At the most obvious level, poverty in Haiti results in despoiled environments because those in Haiti do not have the time or resources to place maintaining their environments as a high priority. Humans living on the edge of existence need to deal with their own immediate physical needs followed by the needs of their families. Priorities for most Haitians are finding enough to eat, getting enough water (ideally clean water), and maintaining basic shelter. Energy diverted to deal with secondary priorities represents a poor choice and potentially an actual existential threat. Stated differently, the ability to divert resources to being a good steward of the earth is a luxury which most Haitians simply cannot afford.

Virtually all activities in our affluent world which we identify as being associated with environmental stewardship require energy and wealth. How do those curbside recycling pickups happen? How is human waste handled so as it does not despoil your yard and local streams?
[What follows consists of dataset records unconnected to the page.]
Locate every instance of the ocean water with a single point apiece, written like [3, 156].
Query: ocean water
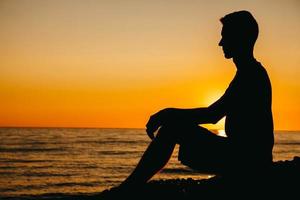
[47, 161]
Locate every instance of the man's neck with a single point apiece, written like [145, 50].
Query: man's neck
[242, 61]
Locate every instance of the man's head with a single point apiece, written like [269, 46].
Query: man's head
[239, 33]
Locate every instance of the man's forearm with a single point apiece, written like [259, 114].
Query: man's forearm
[194, 115]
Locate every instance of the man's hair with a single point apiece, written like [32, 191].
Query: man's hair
[242, 26]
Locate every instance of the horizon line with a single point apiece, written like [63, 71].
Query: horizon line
[96, 127]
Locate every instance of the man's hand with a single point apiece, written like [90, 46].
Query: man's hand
[158, 119]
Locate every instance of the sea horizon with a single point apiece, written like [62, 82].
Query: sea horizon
[137, 128]
[41, 161]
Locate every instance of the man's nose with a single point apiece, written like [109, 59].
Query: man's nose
[221, 42]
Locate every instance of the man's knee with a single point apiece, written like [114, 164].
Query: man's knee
[176, 133]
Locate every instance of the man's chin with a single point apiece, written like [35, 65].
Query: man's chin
[227, 56]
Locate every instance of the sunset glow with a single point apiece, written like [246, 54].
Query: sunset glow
[113, 63]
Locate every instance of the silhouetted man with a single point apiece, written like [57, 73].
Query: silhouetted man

All of this requires large infusions of energy and human effort. Until relatively recently in human history, the ability of capture and use energy was very limited and consistently having enough to eat was not a given. Large animals freed humans from some of the back breaking tasks and water power was also used to drive some selected machines. Neither of these energy forms relieved humans of their roles as the primary source of energy and with that reliance came a marginal existence for most of humanity. Until perhaps 500 years ago, virtually all of humanity lived hand to mouth.

My travels to Haiti took me back to that world, a world which reflects the reality of humankind for tens of thousands of years. The Haitians are in some sense very "green". Outside of Port au Prince, their environments are not particularly polluted by automobiles or trucks. They do not need to worry about acid rain from coal fired electrical generation. Each individual Haitian has an exceedingly modest carbon footprint. However, their environments tend to be terribly despoiled. I could discern no wildlife when I was visiting. The hills of La Gonave are essentially stripped of trees, the product of being reliant on charcoal for for fuel. There is trash everywhere, no surprising since there not insufficient resources to deploy to pick it up and take it anywhere more appropriate.

The messages I take away from these contrasting observations are:

1. Good stewardship of the earth requires making humans affluent enough so as they have the resources beyond those required to simply survive.
2. Human poverty is associated with the inability to access cheap energy and activities which make energy more expensive, doom more people to poverty and will result in more environmental destruction
3. The priority we should have is to create environments where people broadly have the tools to bring wealth to themselves and their families through increased productivity and their environments will improve.

Prior to the industrial revolution, the existence of the average person in Western Europe was dismal, likely not any better than the life of peasant farmers in Africa, Asia, or Haiti. The explosion of industry and trade resulted in massive social disruptions including the migration of people to cities. They lived dismal urban existences but this should be viewed within the context of the likely more dismal rural existences their immediate predecessors endured. The industrial revolution resulted in substantial negative environmental impact but over the span of a few centuries, it lifted huge populations out of poverty, not only in Western Europe. These populations are now the populations who have the luxury of begin able to celebrate Earth Day and can continue invest resources to create a cleaner environment. It would be unwise to mandate behaviors which will undermine the economic miracle which permits us to have the luxury of reflecting on such concerns.